Rosemary Trailing Over the Walkway
Rosemary is a tough evergreen that it is sometimes used as a small foundation shrub. Trailing rosemary (pictured) cascades beautifully down retaining walls and rocky slopes or spills out over walkways and boasts lavender-blue flowers that bloom spring through fall.
Roughleaf Dogwood Tree
Rough-leaf dogwood is a clumping shrub or small tree, reaching heights of 16 ft., with flat-topped clusters of creamy-yellow flowers and hard, white fruit on reddish brown or gray branchlets. The upper surface of the oval leaves is covered with rough hairs while the lower surface is softly pubescent.
Texas Mountain Laurel
Most are familiar with the sweet, mouthwatering scent of the Texas Mountain Laurel bloom. It's one of the first trees of the year to flower and considered a harbinger of the spring season.
Texas Persimmon Tree
The Texas Persimmon's smooth, gray bark stands out in the landscape when planted in the shade of larger trees. These slow-growing denizens of south Texas provide cover and food for wildlife while being very resistant to drought.
Texas Pistache Shrubbery
Although the Texas Pistache is normally grown as a tree, it can be carefully molded, pruned and shaped into an attractive shrub that provides fall color and bright red fruits.
Possumhaw is a Texas native admired for its red fruit that is showcased in the winter when it drops its leaves. This large shrub needs some sun exposure to produce the berries that will attract fruit-eating birds to your landscape and provide color in the winter.

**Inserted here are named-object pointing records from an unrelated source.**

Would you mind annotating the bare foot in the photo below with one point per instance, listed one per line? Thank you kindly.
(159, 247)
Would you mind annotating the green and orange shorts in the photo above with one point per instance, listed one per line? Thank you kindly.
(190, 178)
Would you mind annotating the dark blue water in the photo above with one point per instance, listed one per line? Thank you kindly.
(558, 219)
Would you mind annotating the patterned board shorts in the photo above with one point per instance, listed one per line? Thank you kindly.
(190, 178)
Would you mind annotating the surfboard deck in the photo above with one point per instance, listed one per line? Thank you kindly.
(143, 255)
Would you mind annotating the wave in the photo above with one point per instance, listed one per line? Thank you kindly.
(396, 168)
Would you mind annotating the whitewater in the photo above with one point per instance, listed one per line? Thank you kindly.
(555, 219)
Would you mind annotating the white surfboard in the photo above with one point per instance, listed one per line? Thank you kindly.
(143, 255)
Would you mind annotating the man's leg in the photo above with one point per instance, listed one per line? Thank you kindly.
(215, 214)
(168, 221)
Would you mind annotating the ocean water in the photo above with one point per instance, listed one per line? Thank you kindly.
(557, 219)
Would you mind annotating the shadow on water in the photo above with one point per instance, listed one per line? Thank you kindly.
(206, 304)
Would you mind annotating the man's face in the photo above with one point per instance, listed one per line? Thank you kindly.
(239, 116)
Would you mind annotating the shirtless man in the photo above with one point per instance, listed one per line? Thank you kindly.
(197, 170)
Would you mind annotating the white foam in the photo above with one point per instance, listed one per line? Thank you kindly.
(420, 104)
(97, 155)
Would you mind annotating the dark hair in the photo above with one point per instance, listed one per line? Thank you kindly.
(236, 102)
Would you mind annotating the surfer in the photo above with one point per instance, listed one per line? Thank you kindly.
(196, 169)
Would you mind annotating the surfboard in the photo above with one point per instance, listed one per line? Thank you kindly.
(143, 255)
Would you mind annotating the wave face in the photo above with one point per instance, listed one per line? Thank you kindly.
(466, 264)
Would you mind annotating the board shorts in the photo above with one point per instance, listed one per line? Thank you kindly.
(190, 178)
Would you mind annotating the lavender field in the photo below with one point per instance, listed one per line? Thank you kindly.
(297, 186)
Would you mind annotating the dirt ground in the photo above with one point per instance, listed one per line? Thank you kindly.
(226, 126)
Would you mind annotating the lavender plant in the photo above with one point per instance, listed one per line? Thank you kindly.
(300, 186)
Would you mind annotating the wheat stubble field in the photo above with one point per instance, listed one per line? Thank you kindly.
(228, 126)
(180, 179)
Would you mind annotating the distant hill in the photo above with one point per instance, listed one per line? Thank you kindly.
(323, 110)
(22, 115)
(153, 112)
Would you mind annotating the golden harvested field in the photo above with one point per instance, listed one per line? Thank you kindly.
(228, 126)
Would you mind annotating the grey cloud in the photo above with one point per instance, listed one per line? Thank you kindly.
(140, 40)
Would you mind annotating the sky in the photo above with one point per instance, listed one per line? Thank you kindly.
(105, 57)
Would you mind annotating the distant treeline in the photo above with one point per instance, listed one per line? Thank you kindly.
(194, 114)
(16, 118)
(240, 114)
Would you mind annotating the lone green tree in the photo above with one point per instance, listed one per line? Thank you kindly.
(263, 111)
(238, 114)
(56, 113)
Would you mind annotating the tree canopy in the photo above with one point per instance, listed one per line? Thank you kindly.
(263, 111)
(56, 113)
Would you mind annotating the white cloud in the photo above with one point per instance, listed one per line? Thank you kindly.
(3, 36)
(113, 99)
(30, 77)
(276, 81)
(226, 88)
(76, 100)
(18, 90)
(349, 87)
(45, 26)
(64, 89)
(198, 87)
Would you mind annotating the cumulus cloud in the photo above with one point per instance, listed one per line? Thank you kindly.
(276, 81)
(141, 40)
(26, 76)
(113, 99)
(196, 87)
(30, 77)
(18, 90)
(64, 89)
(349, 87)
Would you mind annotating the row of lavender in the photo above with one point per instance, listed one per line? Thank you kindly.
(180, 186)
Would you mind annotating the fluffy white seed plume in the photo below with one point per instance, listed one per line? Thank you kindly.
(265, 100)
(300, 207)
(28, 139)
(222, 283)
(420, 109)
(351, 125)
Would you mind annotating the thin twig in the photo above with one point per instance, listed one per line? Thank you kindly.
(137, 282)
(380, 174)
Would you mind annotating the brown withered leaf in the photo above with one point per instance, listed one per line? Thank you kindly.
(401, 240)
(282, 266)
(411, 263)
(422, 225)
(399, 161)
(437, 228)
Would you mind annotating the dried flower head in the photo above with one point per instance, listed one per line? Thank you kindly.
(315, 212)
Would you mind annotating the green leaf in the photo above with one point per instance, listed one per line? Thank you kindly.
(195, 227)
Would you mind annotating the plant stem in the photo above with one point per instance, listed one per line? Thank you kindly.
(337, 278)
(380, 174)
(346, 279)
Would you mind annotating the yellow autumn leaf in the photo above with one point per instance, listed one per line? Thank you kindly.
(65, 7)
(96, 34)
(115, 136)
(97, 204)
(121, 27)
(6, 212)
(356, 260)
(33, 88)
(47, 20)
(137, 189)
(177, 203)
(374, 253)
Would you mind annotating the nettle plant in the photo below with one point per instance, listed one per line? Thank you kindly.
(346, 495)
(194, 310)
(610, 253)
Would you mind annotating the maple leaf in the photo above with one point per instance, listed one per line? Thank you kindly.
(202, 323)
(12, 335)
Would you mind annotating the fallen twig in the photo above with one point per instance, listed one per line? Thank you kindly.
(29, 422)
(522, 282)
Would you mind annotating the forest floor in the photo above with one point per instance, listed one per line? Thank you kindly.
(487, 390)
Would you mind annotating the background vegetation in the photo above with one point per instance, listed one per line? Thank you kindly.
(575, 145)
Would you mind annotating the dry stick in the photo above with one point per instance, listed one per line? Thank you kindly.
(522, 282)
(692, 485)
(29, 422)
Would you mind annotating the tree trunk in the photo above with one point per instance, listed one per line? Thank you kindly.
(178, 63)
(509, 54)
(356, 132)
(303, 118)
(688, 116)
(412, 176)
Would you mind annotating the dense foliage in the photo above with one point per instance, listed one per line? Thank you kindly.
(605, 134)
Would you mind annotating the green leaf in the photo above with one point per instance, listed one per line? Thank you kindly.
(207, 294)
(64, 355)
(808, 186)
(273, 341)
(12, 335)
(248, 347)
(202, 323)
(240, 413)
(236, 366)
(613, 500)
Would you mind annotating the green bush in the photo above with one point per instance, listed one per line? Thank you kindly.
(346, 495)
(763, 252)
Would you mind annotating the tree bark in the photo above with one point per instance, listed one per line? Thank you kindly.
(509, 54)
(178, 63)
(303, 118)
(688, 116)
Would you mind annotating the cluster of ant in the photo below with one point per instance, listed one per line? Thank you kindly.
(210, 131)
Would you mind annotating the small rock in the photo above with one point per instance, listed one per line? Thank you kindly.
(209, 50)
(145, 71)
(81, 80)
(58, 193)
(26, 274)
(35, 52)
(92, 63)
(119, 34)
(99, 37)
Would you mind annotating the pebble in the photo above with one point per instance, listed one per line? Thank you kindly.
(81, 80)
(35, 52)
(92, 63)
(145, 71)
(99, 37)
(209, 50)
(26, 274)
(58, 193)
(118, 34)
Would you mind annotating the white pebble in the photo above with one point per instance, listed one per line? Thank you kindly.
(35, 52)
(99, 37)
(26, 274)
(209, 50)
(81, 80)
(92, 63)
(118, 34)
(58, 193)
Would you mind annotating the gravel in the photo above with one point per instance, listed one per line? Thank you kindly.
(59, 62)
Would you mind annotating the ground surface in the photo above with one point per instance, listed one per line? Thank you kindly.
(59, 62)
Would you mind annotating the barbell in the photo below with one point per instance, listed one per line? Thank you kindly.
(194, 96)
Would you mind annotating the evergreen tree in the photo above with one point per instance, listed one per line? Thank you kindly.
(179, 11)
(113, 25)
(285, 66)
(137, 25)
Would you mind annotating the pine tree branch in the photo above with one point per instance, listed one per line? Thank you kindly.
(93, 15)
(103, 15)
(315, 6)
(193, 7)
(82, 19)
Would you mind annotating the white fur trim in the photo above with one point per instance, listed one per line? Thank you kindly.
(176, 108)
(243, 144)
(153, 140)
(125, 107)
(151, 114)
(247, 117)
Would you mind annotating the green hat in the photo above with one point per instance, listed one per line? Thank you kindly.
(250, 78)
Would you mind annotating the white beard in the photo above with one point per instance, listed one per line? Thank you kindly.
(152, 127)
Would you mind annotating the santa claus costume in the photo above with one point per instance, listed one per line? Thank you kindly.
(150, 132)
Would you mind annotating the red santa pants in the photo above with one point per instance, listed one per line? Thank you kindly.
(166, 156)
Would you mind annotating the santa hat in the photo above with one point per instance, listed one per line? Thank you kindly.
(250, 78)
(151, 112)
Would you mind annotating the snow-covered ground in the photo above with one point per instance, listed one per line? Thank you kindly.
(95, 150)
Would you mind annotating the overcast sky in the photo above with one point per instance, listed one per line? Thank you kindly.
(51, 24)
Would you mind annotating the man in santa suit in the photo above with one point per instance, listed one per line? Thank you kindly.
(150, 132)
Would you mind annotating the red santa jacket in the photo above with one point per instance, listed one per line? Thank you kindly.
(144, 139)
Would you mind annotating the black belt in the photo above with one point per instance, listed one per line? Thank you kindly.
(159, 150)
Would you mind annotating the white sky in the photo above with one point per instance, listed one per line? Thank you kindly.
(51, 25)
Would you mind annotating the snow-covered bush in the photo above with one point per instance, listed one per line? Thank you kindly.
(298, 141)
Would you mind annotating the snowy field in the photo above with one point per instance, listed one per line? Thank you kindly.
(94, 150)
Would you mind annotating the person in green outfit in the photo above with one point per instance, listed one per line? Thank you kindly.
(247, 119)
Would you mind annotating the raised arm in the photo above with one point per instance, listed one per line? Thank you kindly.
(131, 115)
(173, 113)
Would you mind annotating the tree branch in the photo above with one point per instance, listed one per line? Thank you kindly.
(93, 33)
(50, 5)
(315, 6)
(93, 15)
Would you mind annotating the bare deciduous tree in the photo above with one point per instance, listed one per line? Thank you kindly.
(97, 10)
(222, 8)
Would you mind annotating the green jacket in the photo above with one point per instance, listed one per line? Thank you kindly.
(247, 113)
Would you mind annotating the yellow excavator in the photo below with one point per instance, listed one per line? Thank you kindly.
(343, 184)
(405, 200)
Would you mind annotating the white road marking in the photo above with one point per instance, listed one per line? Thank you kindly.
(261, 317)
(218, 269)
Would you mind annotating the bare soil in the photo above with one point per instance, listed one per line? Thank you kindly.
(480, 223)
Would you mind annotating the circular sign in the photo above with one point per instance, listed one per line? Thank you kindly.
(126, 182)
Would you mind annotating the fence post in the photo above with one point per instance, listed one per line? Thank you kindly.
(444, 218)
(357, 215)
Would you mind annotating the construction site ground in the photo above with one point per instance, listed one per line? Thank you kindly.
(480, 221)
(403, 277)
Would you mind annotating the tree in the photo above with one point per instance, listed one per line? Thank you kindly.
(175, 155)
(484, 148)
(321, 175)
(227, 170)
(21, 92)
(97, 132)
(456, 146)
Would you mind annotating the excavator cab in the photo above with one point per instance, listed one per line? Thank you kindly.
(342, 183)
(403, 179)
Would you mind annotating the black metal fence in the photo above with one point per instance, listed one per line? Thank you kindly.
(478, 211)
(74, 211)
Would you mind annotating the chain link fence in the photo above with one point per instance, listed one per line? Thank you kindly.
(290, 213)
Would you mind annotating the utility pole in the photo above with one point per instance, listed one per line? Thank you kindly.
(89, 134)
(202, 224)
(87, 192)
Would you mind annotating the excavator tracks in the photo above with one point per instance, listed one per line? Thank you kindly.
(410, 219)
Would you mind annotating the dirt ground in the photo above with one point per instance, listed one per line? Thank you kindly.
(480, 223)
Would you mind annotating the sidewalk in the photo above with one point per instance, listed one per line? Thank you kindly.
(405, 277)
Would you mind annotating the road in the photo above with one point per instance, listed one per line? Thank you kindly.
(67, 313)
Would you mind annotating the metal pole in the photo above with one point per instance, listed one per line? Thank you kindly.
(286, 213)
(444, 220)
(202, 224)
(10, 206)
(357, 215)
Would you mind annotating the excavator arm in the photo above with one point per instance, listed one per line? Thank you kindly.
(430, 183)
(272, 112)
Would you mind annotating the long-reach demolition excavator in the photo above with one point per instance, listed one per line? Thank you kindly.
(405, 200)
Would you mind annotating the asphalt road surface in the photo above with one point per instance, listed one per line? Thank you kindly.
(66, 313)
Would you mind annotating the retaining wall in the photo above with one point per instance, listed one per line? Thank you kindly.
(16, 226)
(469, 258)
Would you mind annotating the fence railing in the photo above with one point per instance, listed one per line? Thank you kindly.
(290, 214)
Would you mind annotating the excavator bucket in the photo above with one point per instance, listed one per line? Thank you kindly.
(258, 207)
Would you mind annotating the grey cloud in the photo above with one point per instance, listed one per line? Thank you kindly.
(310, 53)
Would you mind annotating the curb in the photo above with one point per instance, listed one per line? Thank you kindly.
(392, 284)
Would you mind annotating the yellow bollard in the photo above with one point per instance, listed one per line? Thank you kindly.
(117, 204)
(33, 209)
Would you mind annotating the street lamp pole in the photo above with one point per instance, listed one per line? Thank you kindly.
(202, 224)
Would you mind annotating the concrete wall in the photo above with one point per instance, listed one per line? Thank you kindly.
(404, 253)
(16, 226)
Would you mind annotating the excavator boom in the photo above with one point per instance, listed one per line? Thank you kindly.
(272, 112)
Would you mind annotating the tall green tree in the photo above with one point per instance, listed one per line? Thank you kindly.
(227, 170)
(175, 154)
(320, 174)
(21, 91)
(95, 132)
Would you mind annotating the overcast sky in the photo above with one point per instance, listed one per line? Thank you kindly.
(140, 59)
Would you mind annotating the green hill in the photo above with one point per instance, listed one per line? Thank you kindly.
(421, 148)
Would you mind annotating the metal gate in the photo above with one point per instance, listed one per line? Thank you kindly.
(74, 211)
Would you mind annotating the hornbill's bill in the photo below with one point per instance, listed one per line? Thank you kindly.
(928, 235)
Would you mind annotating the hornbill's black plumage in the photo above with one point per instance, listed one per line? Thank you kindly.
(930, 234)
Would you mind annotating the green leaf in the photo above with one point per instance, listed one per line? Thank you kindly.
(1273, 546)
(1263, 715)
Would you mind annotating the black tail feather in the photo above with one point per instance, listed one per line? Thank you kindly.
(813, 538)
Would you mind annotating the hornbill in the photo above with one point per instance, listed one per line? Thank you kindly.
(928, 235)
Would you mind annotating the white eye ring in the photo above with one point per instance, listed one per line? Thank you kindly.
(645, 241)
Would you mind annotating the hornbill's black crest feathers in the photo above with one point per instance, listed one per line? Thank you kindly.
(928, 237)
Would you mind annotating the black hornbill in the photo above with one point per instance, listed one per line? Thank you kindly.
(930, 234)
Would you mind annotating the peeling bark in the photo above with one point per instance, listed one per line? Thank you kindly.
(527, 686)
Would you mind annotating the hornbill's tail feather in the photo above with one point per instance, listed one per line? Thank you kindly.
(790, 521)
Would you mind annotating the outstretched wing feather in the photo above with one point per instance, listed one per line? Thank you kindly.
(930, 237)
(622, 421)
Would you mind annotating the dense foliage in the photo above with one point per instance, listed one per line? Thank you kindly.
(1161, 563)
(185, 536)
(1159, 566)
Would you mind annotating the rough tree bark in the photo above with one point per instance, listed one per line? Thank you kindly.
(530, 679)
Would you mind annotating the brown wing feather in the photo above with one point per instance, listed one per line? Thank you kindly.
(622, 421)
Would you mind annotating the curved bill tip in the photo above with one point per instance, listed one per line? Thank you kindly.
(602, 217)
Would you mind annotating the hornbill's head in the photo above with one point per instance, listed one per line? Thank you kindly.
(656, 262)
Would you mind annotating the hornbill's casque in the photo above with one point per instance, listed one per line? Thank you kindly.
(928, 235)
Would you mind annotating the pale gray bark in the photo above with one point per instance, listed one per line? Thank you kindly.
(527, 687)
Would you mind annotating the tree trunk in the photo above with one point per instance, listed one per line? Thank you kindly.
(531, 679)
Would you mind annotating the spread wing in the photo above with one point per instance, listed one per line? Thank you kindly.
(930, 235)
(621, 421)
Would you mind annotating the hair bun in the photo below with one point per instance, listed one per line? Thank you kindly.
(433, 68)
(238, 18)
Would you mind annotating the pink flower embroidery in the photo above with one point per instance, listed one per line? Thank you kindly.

Plants that sport winter berries, such as this yaupon holly, are a festive addition to a landscape and a must in any wildscape.
Yaupon Holly is often grown in residential landscapes and trimmed into hedges. Yaupon is slow-growing and tends to get thick and twiggy on the inside, making it ideal for dense hedges but requiring careful pruning to shape it into a tree. You must have both a male and female plant to have berries.
Did you know that yuccas can only be pollinated by certain species of moths? These early spring bloomers don’t usually have an appealing fragrance, but they are amazingly tolerant of drought and rocky soils.